USA

September 21, 2006

Federal Reserve policymakers were expected to hold interest rates steady during their meeting Wednesday, while renewing inflation warnings and delivering an assessment of cooler economic growth. Fed Chairman Ben Bernanke held the federal funds rate at 5.25 percent during the Aug. 8 meeting after a two-year string of 17 straight rate increases.

During the leak investigation that's forcing the chairwoman of Hewlett-Packard Co. to step aside, the company explored the feasibility of planting spies in the offices of two news organizations, The New York Times reported Wednesday. Senior HP management was briefed on the possibility that investigators could pose as clerical or custodial employees in the San Francisco offices of CNET Networks Inc. and The Wall Street Journal.
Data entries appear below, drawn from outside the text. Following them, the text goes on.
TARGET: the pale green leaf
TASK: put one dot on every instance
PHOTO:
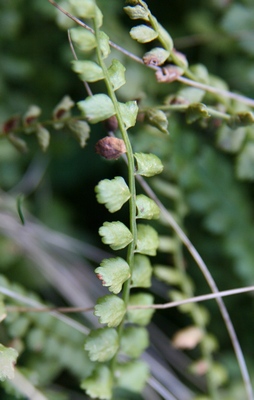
(137, 12)
(8, 357)
(147, 240)
(43, 137)
(117, 74)
(113, 193)
(158, 119)
(102, 344)
(62, 109)
(3, 313)
(196, 111)
(143, 34)
(113, 272)
(191, 94)
(115, 234)
(141, 316)
(110, 310)
(88, 71)
(146, 207)
(134, 341)
(148, 164)
(99, 384)
(81, 130)
(245, 162)
(84, 39)
(132, 375)
(165, 38)
(97, 108)
(156, 56)
(129, 112)
(142, 272)
(84, 8)
(104, 44)
(98, 17)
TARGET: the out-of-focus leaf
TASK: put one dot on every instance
(136, 372)
(102, 344)
(99, 384)
(245, 162)
(84, 39)
(134, 341)
(8, 357)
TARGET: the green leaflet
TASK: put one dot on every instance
(196, 111)
(134, 341)
(231, 140)
(104, 44)
(113, 193)
(99, 384)
(147, 240)
(158, 119)
(43, 137)
(137, 12)
(97, 108)
(142, 272)
(146, 208)
(133, 374)
(129, 112)
(140, 316)
(245, 162)
(88, 71)
(143, 34)
(117, 74)
(110, 310)
(85, 40)
(113, 272)
(115, 234)
(84, 8)
(8, 357)
(148, 164)
(102, 344)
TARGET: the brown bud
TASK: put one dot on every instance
(111, 124)
(168, 74)
(110, 148)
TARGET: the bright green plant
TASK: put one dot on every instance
(112, 352)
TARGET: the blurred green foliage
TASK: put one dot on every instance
(35, 69)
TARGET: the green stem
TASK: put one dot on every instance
(131, 182)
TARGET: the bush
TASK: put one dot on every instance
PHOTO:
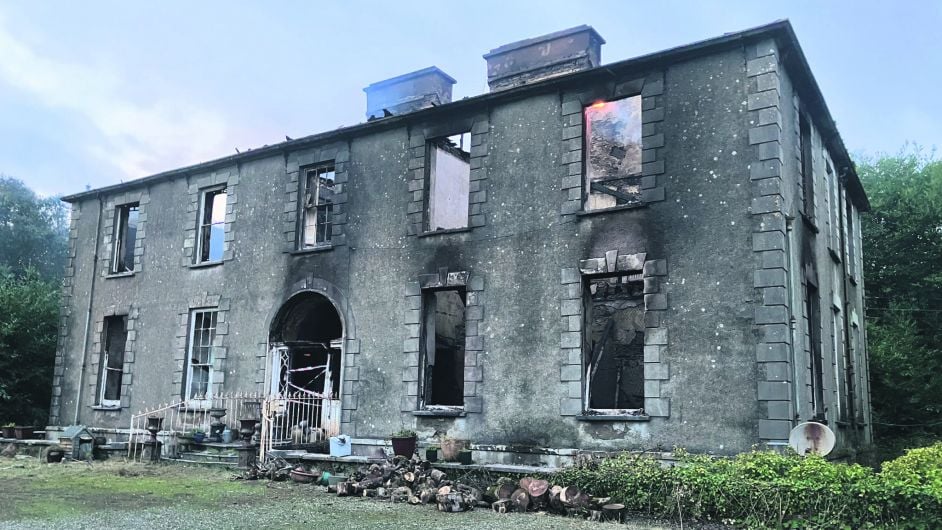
(764, 489)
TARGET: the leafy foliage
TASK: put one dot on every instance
(32, 230)
(29, 306)
(764, 489)
(902, 238)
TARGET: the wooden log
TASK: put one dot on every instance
(501, 506)
(520, 500)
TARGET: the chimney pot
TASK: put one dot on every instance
(555, 54)
(408, 92)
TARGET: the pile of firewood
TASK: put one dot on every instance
(416, 482)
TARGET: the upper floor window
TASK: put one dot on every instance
(212, 225)
(317, 205)
(199, 359)
(807, 167)
(612, 153)
(448, 160)
(125, 235)
(111, 368)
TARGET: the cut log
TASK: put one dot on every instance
(520, 500)
(501, 506)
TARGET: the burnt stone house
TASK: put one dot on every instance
(662, 251)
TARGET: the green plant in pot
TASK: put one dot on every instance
(404, 443)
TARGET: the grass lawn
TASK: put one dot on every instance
(133, 496)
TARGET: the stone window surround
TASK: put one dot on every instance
(196, 185)
(127, 376)
(474, 339)
(572, 182)
(295, 163)
(479, 125)
(769, 242)
(110, 215)
(656, 366)
(65, 305)
(201, 301)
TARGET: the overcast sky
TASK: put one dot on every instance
(94, 93)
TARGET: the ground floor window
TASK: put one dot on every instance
(443, 348)
(613, 344)
(112, 361)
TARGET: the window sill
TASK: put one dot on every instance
(583, 213)
(612, 417)
(311, 250)
(205, 264)
(439, 413)
(443, 232)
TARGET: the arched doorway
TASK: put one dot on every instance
(306, 343)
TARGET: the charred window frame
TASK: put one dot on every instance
(111, 367)
(317, 205)
(442, 348)
(612, 158)
(211, 229)
(613, 344)
(448, 181)
(807, 166)
(198, 384)
(125, 235)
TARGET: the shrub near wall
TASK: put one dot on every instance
(764, 489)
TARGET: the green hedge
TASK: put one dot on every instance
(764, 489)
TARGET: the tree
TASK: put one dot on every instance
(29, 306)
(902, 239)
(33, 230)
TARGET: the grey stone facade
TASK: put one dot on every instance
(717, 244)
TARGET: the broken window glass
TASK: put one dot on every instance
(444, 337)
(112, 361)
(613, 153)
(614, 349)
(200, 355)
(318, 206)
(125, 235)
(212, 225)
(449, 163)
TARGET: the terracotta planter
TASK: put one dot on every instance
(451, 448)
(404, 446)
(23, 433)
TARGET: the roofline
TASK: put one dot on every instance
(780, 30)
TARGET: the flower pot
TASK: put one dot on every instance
(404, 446)
(23, 433)
(451, 447)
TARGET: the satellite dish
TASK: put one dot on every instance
(811, 437)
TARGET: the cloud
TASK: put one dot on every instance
(139, 137)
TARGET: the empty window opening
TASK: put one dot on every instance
(112, 361)
(807, 169)
(613, 153)
(212, 229)
(813, 336)
(613, 351)
(449, 180)
(443, 351)
(125, 235)
(318, 205)
(199, 374)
It was unclear whether the plan was carried out.

The dimming outlook for significant US troop cuts in Iraq means the Pentagon may soon face a difficult and politically sensitive decision: either make more frequent call-ups of some National Guard and Reserve troops or further expand the size of the active-duty Army, defense officials say. Already, soldiers are not getting the desired minimum of two years at home between combat deployments.

Sens. Frank Lautenberg and Robert Menendez, both New Jersey Democrats, wrote to the federal Nuclear Regulatory Commission on Tuesday to ask for a public meeting on its plan to create the state's first radioactive waste dump. Shieldalloy Metallurgical Corp. wants to bury more than 50,000 tons of radioactive slag and dust before closing its Newfield, N.J., factory and moving to Brazil. The company says a full cleanup would cost about $58 million – where-as burying the slag, fencing it off, and monitoring for 1,000 years would cost about $5 million.

Shuttle astronauts spotted three pieces of debris floating in space outside Atlantis early Wednesday, a day after the discovery of two other mysterious objects forced a postponement of the landing. The crew has found no damage on the shuttle.

The Standard & Poor's 500 stock index soared to a five-year high Wednesday. The S&P rose to 1327.55, the index's highest level since 2001.

Boeing Co. is expected to win an $80 million contract from the Department of Homeland Security Wednesday to provide new high-tech ways to catch illegal immigrants trying to enter the US along the Mexican border. Boeing's proposal focused on a network of 1,800 high-tech towers, equipped with cameras and motion detectors, that could feed live information to border patrol agents.